С тех пор острая, как осколочек стекла, жалость вошла в Петрову душу. Когда вспоминал о Дарье, видел висящие, точно перебитые в суставах руки и курчавую прядь волос на белом, нежном плече…

«Зачем Силантьев пошел за ней?» — мучается Петр, и вдруг представляется ему, что примеченная за Силантьевым перемена только маскировка, обман, отвод глаз. «У них, наверно, уже все произошло, а чтобы не заметили, он отводит глаза», — думается Удочкину, и от этой мысли Дарья становится неприятной, грязной.

«Ведь не девушка она! Ей можно!» — соображает Петр, стараясь вспомнить, как Дарья ведет себя с Михаилом, и ему кажется, что она прячется от людских глаз. Припоминаются только мелочи — вот вчера Дарья поздно вечером выходила из барака, а он не знает, где был в это время Силантьев. Неужели с ней? Все может быть! Ведь пошла она за пьяницу Ваську! Пошла! А теперь ей и вовсе море по колено!

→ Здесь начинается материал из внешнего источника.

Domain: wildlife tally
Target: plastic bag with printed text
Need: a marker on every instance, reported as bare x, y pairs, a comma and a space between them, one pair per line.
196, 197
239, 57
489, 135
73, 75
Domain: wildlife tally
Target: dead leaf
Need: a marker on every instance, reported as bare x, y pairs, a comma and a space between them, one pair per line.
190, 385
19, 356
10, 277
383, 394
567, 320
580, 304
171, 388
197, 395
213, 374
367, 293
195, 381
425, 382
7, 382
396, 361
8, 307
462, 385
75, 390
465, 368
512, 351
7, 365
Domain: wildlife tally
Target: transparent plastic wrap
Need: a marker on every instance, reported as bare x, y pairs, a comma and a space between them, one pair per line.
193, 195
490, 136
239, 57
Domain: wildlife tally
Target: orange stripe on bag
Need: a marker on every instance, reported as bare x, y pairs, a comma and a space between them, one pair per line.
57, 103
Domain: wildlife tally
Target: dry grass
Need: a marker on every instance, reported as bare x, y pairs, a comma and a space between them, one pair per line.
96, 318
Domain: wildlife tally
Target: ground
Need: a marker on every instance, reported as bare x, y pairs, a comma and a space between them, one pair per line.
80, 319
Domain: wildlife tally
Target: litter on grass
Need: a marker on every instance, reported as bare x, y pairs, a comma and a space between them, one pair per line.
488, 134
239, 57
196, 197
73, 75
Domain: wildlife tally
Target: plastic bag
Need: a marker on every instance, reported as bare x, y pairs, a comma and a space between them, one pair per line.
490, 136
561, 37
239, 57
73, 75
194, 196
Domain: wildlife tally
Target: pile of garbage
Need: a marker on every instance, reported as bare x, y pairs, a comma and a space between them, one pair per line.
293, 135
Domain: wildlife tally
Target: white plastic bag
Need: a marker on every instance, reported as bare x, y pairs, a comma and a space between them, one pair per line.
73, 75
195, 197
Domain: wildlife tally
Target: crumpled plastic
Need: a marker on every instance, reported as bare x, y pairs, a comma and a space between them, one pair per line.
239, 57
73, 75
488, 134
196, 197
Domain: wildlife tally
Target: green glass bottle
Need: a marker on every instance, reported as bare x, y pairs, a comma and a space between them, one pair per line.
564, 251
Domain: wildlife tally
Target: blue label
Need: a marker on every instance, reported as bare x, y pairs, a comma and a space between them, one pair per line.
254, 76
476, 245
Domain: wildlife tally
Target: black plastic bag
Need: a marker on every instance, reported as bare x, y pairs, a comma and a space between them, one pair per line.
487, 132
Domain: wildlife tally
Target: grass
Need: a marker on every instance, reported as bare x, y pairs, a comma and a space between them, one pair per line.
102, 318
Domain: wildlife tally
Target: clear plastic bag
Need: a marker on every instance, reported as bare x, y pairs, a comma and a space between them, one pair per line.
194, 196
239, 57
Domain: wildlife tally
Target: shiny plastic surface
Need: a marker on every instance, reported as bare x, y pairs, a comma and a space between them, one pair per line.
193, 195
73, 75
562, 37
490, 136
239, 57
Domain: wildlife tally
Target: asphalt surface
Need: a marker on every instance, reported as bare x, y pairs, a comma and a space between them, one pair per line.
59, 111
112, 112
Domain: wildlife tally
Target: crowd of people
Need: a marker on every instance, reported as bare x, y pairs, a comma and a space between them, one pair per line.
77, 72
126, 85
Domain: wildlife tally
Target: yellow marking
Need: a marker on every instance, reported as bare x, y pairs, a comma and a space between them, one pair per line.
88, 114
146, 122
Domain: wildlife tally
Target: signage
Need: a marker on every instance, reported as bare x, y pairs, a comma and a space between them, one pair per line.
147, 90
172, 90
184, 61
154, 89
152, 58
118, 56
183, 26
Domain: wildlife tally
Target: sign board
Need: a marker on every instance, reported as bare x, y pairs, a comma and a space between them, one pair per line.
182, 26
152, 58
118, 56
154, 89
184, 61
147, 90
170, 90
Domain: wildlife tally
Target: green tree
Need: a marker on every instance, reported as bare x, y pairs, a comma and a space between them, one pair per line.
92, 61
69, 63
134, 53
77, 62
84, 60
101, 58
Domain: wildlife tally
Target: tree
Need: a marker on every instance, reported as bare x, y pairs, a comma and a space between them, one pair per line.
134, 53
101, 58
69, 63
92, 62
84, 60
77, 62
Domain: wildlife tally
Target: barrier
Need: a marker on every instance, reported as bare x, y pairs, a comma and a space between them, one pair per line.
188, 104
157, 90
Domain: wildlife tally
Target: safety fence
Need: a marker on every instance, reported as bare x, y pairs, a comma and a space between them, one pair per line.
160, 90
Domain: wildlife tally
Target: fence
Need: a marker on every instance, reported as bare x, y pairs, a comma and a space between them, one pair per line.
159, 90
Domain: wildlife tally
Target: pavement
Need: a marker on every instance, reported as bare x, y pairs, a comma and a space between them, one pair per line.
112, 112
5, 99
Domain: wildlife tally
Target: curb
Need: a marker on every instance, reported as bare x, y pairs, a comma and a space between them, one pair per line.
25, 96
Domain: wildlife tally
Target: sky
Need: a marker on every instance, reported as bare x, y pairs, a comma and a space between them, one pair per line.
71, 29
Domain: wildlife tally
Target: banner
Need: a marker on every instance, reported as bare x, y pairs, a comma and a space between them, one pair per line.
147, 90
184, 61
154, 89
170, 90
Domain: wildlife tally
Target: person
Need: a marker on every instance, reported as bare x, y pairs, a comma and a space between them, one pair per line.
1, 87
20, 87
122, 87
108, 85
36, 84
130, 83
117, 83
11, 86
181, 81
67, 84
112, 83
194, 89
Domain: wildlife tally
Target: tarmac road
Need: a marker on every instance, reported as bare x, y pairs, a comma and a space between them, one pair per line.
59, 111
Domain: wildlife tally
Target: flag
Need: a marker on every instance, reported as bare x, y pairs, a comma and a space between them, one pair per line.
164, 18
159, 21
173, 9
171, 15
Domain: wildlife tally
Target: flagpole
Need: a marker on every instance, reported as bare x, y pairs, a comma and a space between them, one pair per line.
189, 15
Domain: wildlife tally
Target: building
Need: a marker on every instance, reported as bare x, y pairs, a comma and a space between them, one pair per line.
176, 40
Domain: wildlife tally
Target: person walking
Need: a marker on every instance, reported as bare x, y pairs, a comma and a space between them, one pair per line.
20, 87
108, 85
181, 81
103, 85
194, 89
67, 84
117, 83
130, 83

Неловко, сумрачно становится Петру от этих мыслей, а Дарья представляется похожей на тех женщин, о которых рассказывает Михаил Силантьев… В его рассказах все женщины одинаковы — у них только разные имена и цвет волос, в остальном они похожи, как сосны в бору. Когда Силантьев говорит о них, Петру кажется, что на женщинах нет одежд — они обнажены, бесстыдны, бессовестны. У них одна забота — выпить на силантьевские деньги и завалиться с ним в кровать. Это дерзкие и бесшабашные женщины. В рассказах Михаила они не имеют ни родных, ни детей, ни дома, ни привязанностей, они, как перекати-поле, несутся в жизненном вихре навстречу Силантьеву, чтобы ненадолго, иногда на одну ночь, задержаться в его объятиях.

«Долго нет Михаила!» — думает Петр и морщится, точно от боли. Теперь Дарья окончательно похожа на тех, силантьевских женщин. Все, что было связано раньше с ней, исчезает, и остается только воспоминание о цвете волос — шатенка — и имя Дарья. Он хочет нарочно представить прежнюю Дарью и не может, а когда закрывает глаза, то в них безликая шатенка по имени Дарья, покачивая бедрами, подходит к Силантьеву…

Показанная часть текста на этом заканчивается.